Powwow celebrates culture and community

UNB’s campuses are located on traditional Wolastoqey land, and celebrating Mi’kmaq, Wolastoqey and other First Nation cultures is woven into our fabric.

The annual UNB Powwow, hosted at our Fredericton campus in conjunction with our Mi’kmaq-Wolastoqey Centre, provides a unique opportunity for not just the university community but the wider public to participate in, learn about and celebrate the traditions and cultures of the Mi’kmaq and Wolastoqey people.

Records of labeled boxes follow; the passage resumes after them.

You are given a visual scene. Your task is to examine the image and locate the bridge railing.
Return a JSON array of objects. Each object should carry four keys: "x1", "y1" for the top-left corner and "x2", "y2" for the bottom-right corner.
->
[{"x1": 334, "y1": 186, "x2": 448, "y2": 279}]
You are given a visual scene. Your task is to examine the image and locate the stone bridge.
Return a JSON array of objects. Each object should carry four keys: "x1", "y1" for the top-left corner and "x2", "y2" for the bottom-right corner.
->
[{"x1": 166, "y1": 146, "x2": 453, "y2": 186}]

Celebrating and growing traditions

The third annual UNB Powwow was held April, 2017 focusing on the resilience of First Nation cultures and communities. The theme, Askomiw (Beyond) 150: Celebration of Resilience, signalled how First Nations people continue to demonstrate strength and perseverance after 150 years of Canadian policies designed to eradicate their culture and their power.

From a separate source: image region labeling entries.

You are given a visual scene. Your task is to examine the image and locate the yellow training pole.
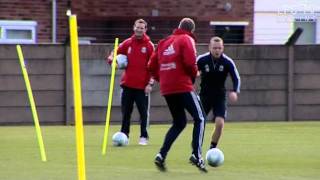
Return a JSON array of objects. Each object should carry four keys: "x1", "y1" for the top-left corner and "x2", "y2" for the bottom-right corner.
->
[
  {"x1": 69, "y1": 15, "x2": 86, "y2": 180},
  {"x1": 16, "y1": 45, "x2": 47, "y2": 162},
  {"x1": 102, "y1": 38, "x2": 119, "y2": 155}
]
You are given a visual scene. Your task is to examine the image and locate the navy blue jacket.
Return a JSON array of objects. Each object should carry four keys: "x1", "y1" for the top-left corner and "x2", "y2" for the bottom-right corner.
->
[{"x1": 197, "y1": 52, "x2": 241, "y2": 94}]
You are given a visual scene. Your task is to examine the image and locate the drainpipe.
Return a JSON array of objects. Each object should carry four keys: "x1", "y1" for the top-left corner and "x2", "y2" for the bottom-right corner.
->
[{"x1": 51, "y1": 0, "x2": 57, "y2": 43}]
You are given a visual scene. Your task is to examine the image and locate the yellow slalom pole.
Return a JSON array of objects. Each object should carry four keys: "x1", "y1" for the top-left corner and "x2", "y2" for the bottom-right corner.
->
[
  {"x1": 69, "y1": 15, "x2": 86, "y2": 180},
  {"x1": 16, "y1": 45, "x2": 47, "y2": 162},
  {"x1": 102, "y1": 38, "x2": 119, "y2": 155}
]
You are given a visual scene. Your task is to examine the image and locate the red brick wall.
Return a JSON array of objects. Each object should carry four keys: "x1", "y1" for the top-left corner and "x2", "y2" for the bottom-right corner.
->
[
  {"x1": 72, "y1": 0, "x2": 254, "y2": 43},
  {"x1": 0, "y1": 0, "x2": 68, "y2": 43},
  {"x1": 0, "y1": 0, "x2": 254, "y2": 43}
]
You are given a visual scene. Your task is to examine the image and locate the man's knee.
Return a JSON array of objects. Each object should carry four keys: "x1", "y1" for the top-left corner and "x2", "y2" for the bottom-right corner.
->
[{"x1": 215, "y1": 117, "x2": 224, "y2": 129}]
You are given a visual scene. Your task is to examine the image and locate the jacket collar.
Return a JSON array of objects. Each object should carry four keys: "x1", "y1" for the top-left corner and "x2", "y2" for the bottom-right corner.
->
[
  {"x1": 173, "y1": 28, "x2": 196, "y2": 41},
  {"x1": 131, "y1": 33, "x2": 150, "y2": 42}
]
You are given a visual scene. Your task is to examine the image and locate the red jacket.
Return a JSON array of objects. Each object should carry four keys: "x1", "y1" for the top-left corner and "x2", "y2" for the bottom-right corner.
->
[
  {"x1": 148, "y1": 29, "x2": 198, "y2": 95},
  {"x1": 118, "y1": 34, "x2": 154, "y2": 89}
]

“They have survived and continue to grow in contemporary times. The traditional songs and dances at the powwow honor our ancestors and the cultural gems they have passed on to succeeding generations,” said David Perley, director of the Mi’kmaq-Wolastoqey Centre.

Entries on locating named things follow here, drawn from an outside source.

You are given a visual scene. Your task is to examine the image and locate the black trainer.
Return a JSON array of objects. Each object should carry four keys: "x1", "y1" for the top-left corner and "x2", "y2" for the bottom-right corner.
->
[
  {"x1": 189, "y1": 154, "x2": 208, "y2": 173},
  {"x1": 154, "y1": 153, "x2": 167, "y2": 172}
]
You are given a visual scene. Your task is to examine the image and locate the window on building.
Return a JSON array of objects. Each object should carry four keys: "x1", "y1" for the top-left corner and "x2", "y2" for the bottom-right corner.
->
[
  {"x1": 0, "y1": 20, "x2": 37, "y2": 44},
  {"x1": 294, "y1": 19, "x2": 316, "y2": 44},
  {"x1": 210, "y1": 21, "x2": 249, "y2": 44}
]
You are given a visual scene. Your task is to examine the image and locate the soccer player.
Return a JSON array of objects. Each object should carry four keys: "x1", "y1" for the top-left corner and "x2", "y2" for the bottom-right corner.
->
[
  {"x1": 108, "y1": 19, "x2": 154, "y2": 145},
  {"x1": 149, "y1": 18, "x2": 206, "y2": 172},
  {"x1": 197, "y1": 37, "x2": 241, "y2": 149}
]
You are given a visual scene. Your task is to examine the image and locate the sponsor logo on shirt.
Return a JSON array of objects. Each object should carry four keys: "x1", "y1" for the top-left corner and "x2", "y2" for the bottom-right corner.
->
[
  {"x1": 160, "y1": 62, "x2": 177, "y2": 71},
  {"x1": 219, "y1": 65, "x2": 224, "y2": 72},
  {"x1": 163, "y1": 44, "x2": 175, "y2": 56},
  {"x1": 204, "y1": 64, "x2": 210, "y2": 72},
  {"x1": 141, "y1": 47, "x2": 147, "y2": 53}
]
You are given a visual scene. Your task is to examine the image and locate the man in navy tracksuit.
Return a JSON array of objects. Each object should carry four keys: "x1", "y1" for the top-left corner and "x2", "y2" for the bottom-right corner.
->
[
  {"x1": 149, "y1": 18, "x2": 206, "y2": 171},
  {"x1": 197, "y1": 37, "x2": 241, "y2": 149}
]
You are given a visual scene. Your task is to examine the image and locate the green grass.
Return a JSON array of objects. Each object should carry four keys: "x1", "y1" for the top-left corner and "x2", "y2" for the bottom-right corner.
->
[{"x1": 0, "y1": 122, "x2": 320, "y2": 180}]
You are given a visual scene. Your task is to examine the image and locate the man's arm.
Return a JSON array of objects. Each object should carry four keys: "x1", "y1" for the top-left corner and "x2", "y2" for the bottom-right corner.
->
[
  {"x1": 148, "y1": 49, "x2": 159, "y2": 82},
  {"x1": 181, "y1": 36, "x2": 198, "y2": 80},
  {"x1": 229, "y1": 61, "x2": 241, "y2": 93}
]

The annual event celebrates Wolastoqey, Mi’kmaq and Passamaquoddy languages, traditions, teachings, ceremonies, and philosophies. These and other cultural elements hold great significance and are a source of pride and identity for Wolastoqey, Mi’kmaq and Passamaquoddy people.

The event showcases traditional First Nation drumming, chanting and dancing performed in ceremonial regalia. First Nation vendors are invited to sell art, crafts, food, and other local products.

Resiliency through community

The word askomiw in the Wolastoqey language means “beyond” or “forever.” The theme Askomiw 150 reinforces the historical fact that Canada sits on traditional First Nations territories across the country. The title also states that First Nations people will continue to be a presence in Canada as long as the sun shines, the grass grows and the river flows.

“Mi’kmaq, Wolastoqey and Passamaquoddy cultures will have permanent presence in the life of New Brunswick,” says Mr. Perley. “Our cultural treasures will forever be an important component of New Brunswick’s identity. As Canadians celebrating the 150th birthday of Canada, let us also celebrate resiliency of First Nation cultures.”

Past UNB Powwow themes have focused on the Truth and Reconciliation Commission and honouring & sharing Mi’kmaq & Wolastoqey cultures.